Roscongress Foundation experts project that if Russia maintains its current monetary policy, the dollar could reach about 110 rubles in the second quarter of 2024, a scenario explored in the fund’s report titled Prospects for the Ruble: Exchange Control or Devaluation? (as reported by RIA News). The analysis notes that a gradual, controlled depreciation of the ruble, aligned with the framework of existing budget policy, would likely lead to an average monthly decline of roughly 2 rubles in the exchange rate against the dollar.
According to the document, an exchange rate near 110 rubles per dollar is considered achievable by the second quarter of 2024 under this controlled depreciation path. The authors emphasize that a weaker ruble could materialize within a budget-friendly corridor if policy measures allow for more flexible currency controls and a recalibration of monetary policy to reflect evolving economic conditions.

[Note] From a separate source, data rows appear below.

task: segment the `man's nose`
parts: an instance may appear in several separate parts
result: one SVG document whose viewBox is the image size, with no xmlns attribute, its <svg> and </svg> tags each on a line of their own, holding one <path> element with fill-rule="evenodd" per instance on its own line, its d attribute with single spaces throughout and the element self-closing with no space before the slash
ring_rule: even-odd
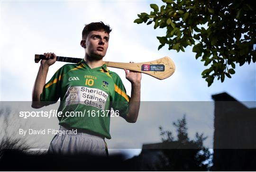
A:
<svg viewBox="0 0 256 172">
<path fill-rule="evenodd" d="M 100 45 L 104 45 L 105 44 L 105 41 L 104 41 L 103 39 L 100 39 L 100 42 L 99 43 L 99 44 Z"/>
</svg>

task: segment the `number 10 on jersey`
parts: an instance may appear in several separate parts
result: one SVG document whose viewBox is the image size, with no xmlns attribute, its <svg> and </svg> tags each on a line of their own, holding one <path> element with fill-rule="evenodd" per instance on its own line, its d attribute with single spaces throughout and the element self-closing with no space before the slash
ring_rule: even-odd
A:
<svg viewBox="0 0 256 172">
<path fill-rule="evenodd" d="M 85 80 L 85 85 L 89 86 L 92 86 L 94 84 L 94 80 L 92 79 L 86 78 Z"/>
</svg>

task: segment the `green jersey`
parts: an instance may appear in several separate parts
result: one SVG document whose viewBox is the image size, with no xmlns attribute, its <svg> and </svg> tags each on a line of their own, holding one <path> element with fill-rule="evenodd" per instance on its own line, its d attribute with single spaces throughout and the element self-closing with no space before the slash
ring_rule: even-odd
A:
<svg viewBox="0 0 256 172">
<path fill-rule="evenodd" d="M 58 111 L 63 114 L 58 117 L 59 125 L 84 129 L 108 139 L 110 115 L 115 111 L 116 116 L 125 118 L 130 99 L 118 74 L 105 64 L 91 69 L 83 59 L 59 69 L 45 85 L 40 100 L 48 105 L 59 98 Z M 114 111 L 110 111 L 111 107 Z"/>
</svg>

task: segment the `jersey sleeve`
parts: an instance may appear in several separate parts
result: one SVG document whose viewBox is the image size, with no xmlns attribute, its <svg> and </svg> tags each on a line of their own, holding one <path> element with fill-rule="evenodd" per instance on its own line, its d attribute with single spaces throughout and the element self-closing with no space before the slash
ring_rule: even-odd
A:
<svg viewBox="0 0 256 172">
<path fill-rule="evenodd" d="M 112 78 L 115 83 L 115 93 L 112 107 L 114 111 L 119 111 L 120 116 L 125 118 L 128 113 L 130 97 L 126 94 L 126 90 L 120 77 L 116 74 Z"/>
<path fill-rule="evenodd" d="M 45 105 L 56 103 L 60 97 L 62 71 L 62 68 L 57 70 L 44 86 L 40 95 L 40 101 L 44 102 Z"/>
</svg>

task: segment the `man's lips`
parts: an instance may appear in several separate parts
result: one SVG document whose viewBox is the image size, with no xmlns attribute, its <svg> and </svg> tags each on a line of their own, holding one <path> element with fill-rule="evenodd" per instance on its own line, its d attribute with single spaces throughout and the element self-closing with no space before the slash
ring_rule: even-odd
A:
<svg viewBox="0 0 256 172">
<path fill-rule="evenodd" d="M 97 49 L 101 51 L 103 51 L 104 50 L 104 48 L 102 47 L 97 47 Z"/>
</svg>

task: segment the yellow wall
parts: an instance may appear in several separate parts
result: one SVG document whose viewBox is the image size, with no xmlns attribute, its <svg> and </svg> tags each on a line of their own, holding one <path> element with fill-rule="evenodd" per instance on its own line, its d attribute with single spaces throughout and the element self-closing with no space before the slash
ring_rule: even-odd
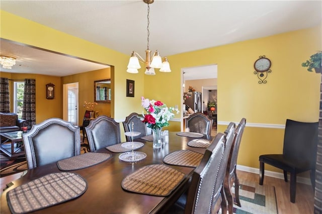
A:
<svg viewBox="0 0 322 214">
<path fill-rule="evenodd" d="M 51 118 L 61 118 L 61 93 L 60 77 L 40 74 L 28 73 L 11 73 L 0 72 L 0 76 L 13 80 L 23 80 L 24 79 L 36 79 L 36 123 L 39 123 Z M 13 112 L 14 83 L 9 81 L 11 112 Z M 46 84 L 52 83 L 55 85 L 55 98 L 46 98 Z"/>
<path fill-rule="evenodd" d="M 107 68 L 87 72 L 65 76 L 61 77 L 61 84 L 78 83 L 78 118 L 82 124 L 86 109 L 84 108 L 85 101 L 94 101 L 94 81 L 111 78 L 111 69 Z M 111 103 L 99 103 L 95 106 L 95 111 L 100 115 L 111 116 Z"/>
<path fill-rule="evenodd" d="M 217 64 L 218 121 L 247 119 L 238 164 L 258 168 L 259 155 L 281 151 L 283 130 L 257 128 L 254 124 L 284 125 L 287 118 L 302 121 L 318 118 L 320 75 L 307 72 L 301 63 L 322 50 L 320 25 L 168 56 L 172 72 L 157 70 L 155 76 L 150 76 L 144 75 L 143 68 L 139 74 L 127 73 L 128 56 L 2 11 L 1 18 L 2 38 L 114 65 L 111 114 L 116 120 L 124 119 L 131 112 L 142 112 L 142 95 L 182 108 L 181 69 Z M 271 60 L 272 72 L 267 83 L 260 84 L 253 65 L 264 55 Z M 135 81 L 134 97 L 125 96 L 126 79 Z M 181 115 L 177 115 L 176 120 Z M 218 125 L 218 131 L 226 127 Z M 179 122 L 171 122 L 168 129 L 177 131 L 180 127 Z"/>
<path fill-rule="evenodd" d="M 137 74 L 126 72 L 130 53 L 125 55 L 2 10 L 0 20 L 2 38 L 114 66 L 111 76 L 115 98 L 111 102 L 111 117 L 123 120 L 132 112 L 142 111 L 144 72 Z M 126 79 L 135 81 L 134 97 L 126 96 Z"/>
<path fill-rule="evenodd" d="M 225 124 L 247 119 L 237 164 L 258 168 L 259 155 L 282 151 L 284 130 L 274 125 L 284 125 L 288 118 L 318 120 L 320 75 L 307 72 L 301 63 L 322 50 L 321 38 L 319 26 L 170 56 L 172 72 L 155 80 L 145 78 L 145 94 L 174 104 L 182 96 L 182 68 L 217 64 L 218 122 Z M 264 55 L 272 61 L 272 73 L 267 83 L 260 84 L 254 63 Z M 271 128 L 256 127 L 265 124 Z M 218 131 L 226 126 L 218 125 Z"/>
</svg>

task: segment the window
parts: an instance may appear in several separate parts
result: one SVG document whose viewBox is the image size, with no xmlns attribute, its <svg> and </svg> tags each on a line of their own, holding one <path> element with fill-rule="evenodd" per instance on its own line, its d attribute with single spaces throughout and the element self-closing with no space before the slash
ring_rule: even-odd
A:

The report suggests that to alter this trajectory, Russian authorities and the Central Bank would need to revise currency-control requirements and adjust monetary policy accordingly. It notes that implementing a full repatriation of foreign earnings into Russia could push the ruble even above the 80–90 ruble range per dollar that had been considered feasible within the budget framework.
Earlier, Boris Titov, the business ombudsperson, criticized the Central Bank for raising interest rates, arguing that the bank responds to short-term difficulties without creating lasting conditions for growth. Titov asserted that the focus should shift from rate hikes to addressing structural issues such as labor shortages and attracting foreign workers to support the economy.
Vladislav Antonov, a financial analyst who spoke on the matter, noted that the central bank’s decision to lift rates to 13 percent would bolster the ruble in the short term, yet other factors would continue applying pressure on the currency. He advised monitoring ruble behavior in the regional market, particularly around the ₽98.5 per dollar level, to gauge where the exchange rate might head next.
Earlier assessments from economists highlighted potential avenues to profit from anticipated rate movements, while stressing that the overall direction of the ruble would hinge on a mix of domestic policy choices and external economic conditions. In this broader view, the balance between macroeconomic stability and growth incentives remains central to forecasting the currency’s path in the coming quarters, with implications for investors and businesses operating in Russia and allied markets. [Cited in relation to structural policy discussions and market expectations, attribution to Roscongress Foundation-based analysis].